Ryan Ozminkowski ’19 Is Building an Immersive Experience in LA
Ozminkowski is drawing on his philosophy major for Calypso — an event he describes as pure escapism
When Ryan Ozminkowski ’19 declared philosophy as his concentration, his scientist father wasn’t so pleased. But these days, Ozminkowski says what he learned is helping him in his latest venture: building an immersive experience he’s calling “the greatest night out.”
Calypso will be a three-day event, he says, a hodgepodge of theater, cuisine, and narrative stories. Hosted by Figment Entertainment, the pop-up experience takes place in Los Angeles from Sept. 29 to Oct. 1, and is already sold out. Performers include Hunger Games actress Jacqueline Emerson and popular magician Franco Pascali.
“When you go in, you are going to be thrown in this otherworldly place. You’ll start off at this foyer where you are interested to this story,” Ozminkowski says. “You’re wandering through these streets, pulled into the secret speakeasy here, then shot back out into a forest, and there are acrobats above you in the trees.”

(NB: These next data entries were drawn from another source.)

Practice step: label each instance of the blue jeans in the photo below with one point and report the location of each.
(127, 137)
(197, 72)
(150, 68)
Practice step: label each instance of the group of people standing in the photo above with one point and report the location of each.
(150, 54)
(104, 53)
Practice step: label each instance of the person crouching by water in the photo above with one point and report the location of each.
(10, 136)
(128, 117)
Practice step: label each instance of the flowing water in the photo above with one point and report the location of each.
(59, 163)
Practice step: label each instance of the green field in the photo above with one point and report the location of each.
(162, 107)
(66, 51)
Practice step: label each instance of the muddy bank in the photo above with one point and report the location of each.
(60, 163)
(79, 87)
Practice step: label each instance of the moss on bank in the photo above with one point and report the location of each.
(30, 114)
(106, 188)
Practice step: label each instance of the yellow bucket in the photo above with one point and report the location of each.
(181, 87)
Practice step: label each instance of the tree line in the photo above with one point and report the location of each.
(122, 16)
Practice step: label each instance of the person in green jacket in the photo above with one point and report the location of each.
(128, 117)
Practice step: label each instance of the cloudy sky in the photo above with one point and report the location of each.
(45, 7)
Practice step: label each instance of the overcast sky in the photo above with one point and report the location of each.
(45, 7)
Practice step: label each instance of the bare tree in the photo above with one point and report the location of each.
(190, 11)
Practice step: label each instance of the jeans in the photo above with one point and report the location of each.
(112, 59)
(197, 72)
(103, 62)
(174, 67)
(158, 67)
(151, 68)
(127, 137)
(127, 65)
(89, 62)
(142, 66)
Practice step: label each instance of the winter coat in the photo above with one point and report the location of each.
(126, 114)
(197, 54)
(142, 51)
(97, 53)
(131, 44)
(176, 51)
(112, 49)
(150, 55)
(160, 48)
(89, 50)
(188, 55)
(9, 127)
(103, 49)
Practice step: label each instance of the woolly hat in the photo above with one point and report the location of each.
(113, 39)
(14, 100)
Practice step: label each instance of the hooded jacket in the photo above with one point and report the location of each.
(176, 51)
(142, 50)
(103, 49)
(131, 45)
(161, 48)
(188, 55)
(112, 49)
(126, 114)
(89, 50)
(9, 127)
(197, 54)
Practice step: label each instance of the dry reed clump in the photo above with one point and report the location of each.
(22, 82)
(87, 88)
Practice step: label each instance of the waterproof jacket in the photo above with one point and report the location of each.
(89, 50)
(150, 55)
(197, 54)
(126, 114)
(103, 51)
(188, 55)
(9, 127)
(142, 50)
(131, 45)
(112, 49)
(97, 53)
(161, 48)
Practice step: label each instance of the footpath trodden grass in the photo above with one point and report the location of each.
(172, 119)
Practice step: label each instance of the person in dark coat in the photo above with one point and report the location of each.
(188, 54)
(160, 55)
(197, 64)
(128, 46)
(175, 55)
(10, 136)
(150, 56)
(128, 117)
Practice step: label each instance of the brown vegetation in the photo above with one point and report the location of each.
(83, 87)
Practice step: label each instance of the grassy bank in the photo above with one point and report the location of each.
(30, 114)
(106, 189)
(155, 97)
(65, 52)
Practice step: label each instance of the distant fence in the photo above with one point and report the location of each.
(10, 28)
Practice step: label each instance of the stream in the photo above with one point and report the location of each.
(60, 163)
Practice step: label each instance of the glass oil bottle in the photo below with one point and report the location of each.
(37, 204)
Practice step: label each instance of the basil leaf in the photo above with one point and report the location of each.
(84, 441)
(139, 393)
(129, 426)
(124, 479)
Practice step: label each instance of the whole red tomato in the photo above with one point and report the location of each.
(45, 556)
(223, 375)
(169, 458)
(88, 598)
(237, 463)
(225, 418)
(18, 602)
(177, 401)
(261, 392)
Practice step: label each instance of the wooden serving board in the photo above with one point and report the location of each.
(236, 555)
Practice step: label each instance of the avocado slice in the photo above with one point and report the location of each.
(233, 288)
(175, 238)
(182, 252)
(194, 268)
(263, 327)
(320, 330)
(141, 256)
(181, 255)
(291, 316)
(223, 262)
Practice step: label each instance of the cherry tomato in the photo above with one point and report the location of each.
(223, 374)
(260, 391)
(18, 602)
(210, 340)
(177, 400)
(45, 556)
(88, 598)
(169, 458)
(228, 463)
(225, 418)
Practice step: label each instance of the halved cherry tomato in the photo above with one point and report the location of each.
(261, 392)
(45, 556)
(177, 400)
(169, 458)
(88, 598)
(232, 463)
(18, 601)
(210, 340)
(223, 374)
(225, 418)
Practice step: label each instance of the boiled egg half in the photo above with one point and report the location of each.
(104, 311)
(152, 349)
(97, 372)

With 1,000 guests per night, Ozminkowski hopes the four-to-five-hour experience gives attendees pure escapism, similar to the Christmas parties and haunted houses that he built as a child.
“We’d have fog machines, sewer systems, life-size jack-in-the-boxes we’d built out of cardboard, all the fancy stuff,” Ozminkowski says. “Even back then … all I wanted to do was build haunted houses with my life. How can I do this? Suddenly we’re taking a swing at it.”
Ozminkowski’s path to Calypso took some turns. After college, he worked as director of development for the Academy Award-winning director Damien Chazelle, best known for directing La La Land. With Chazelle’s production company Wild Chickens, Ozminkowski streamlined content, creation, and submissions.
When Ozminkowski began to feel jaded in Hollywood, he pivoted to co-found Zage, a startup conceived as a more equitable payments platform for local businesses. But the project failed, even after going through the famous accelerator Y Combinator and raising $7 million. According to Ozminkowski, internal riffs among the co-founders and a lack of demand for the payment services forced the company to shutter its doors.
“To be totally honest, a lot of the chase of Zage was for money,” Ozminkowski said. “I went, ‘Oh, I’m not really being paid much in Hollywood, that pays really well,’ and I pursued that. You need to be in that world of having the opportunity to make the money to suddenly go, ‘This is not going to make me happy.’”
As he works on Calypso, Ozminkowski says, he’s been drawing on the philosophy, geoscience, and humanities classes he took at Princeton. One was an Atelier class, Reinventing the Guided Tour, taught by theater program director Jane Cox.
“At first I was like, you just need all these crazy big effects,” Ozminkowski says. “Jane Cox ends up being like, ‘Well, no. How do you physically move 20 people through a space? How do you verbally communicate with them loud enough? But more than any of that, what is the reason for this tour? What is the story you’re telling? Why does anyone care?’”
Ozminkowski also noted that his thesis tied into the work he’s doing now: Through trips to experiences like Disney’s Animal Kingdom and Cirque du Soleil shows, he explored what he calls “tangible fictions.” Just how “real” are things like zoos and circuses, he asked in an email — “things that are simultaneously so fabricated but so living and breathing”?